8. Practical Tips for Implementing Johnson’s Rule on the Shop Floor
- Collect accurate processing times – Use historical data or time‑study results; even small errors can affect the sequence.
- Maintain a visual board – A simple whiteboard with two columns (Front, Back) helps operators see the evolving schedule in real time.
- Re‑evaluate when new jobs arrive – Johnson’s rule is static; if a high‑priority job appears mid‑day, recompute the sequence for the remaining unscheduled jobs.
- Monitor idle time on Machine 2 – The rule minimizes idle time, but unexpected disruptions (breakdowns, material shortages) can re‑introduce gaps; have contingency slots ready.

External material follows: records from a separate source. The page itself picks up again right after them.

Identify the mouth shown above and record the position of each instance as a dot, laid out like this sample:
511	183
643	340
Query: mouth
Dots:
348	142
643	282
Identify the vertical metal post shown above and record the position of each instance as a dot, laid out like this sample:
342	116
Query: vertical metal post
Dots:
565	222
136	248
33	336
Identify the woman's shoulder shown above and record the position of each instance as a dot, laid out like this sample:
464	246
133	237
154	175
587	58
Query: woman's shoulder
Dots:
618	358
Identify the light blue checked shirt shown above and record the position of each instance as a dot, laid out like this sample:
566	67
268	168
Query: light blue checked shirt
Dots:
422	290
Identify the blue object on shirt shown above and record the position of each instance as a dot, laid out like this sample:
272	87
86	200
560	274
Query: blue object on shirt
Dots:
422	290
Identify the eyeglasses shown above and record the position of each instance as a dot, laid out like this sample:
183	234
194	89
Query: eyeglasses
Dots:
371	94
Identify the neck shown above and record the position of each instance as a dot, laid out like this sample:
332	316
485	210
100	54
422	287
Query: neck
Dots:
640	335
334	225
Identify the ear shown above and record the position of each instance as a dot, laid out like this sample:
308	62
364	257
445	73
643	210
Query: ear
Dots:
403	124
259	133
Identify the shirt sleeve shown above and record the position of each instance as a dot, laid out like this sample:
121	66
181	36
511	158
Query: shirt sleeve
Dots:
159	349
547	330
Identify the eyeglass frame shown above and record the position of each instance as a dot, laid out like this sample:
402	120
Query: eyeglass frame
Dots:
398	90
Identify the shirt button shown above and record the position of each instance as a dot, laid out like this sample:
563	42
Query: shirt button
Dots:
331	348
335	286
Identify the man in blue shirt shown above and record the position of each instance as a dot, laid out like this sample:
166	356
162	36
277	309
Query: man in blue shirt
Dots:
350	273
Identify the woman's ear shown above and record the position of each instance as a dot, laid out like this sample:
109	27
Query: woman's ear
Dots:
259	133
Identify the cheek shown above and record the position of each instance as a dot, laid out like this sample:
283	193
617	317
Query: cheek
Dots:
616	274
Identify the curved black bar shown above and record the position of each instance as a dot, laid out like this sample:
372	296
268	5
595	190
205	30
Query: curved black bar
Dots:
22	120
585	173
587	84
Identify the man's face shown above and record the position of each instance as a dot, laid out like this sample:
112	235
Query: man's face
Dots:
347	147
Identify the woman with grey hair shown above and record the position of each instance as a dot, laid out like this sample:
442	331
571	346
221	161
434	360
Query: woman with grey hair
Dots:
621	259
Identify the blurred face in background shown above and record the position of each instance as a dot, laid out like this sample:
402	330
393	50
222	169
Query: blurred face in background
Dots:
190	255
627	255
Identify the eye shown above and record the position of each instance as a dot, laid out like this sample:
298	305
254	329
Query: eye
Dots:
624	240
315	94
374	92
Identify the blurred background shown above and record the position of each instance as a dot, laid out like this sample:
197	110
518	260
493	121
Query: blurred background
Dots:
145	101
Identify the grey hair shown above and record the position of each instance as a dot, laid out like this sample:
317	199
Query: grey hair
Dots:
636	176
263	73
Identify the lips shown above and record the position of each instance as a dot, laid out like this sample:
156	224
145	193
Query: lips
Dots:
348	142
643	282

- Combine with lean tools – Use the optimal sequence as a backbone, then apply single‑minute exchange of die (SMED) techniques to reduce changeover times further.
9. Conclusion
Johnson’s rule remains one of the most elegant and practical algorithms in production scheduling. Think about it: by systematically placing the job with the smallest processing time on the appropriate end of the line, the method guarantees the minimum makespan for any two‑machine flow shop that meets its assumptions. Its simplicity enables quick manual calculations, while its mathematical foundation ensures confidence in the resulting schedule Simple as that..
Easier said than done, but still worth knowing.
For organizations that operate two consecutive workstations—whether in metal fabrication, printed‑circuit board assembly, or food processing—adopting Johnson’s rule can lead to measurable reductions in lead time, lower work‑in‑process inventory, and smoother machine utilization. When the problem extends beyond two machines or incorporates additional constraints, the rule still offers a valuable heuristic baseline, guiding more sophisticated optimization efforts Most people skip this — try not to..
Embracing Johnson’s rule, therefore, is not merely an academic exercise; it is a concrete step toward leaner, faster, and more predictable manufacturing. By mastering the algorithm and integrating it into daily planning routines, managers empower their teams to make data‑driven sequencing decisions that keep production humming and customers satisfied.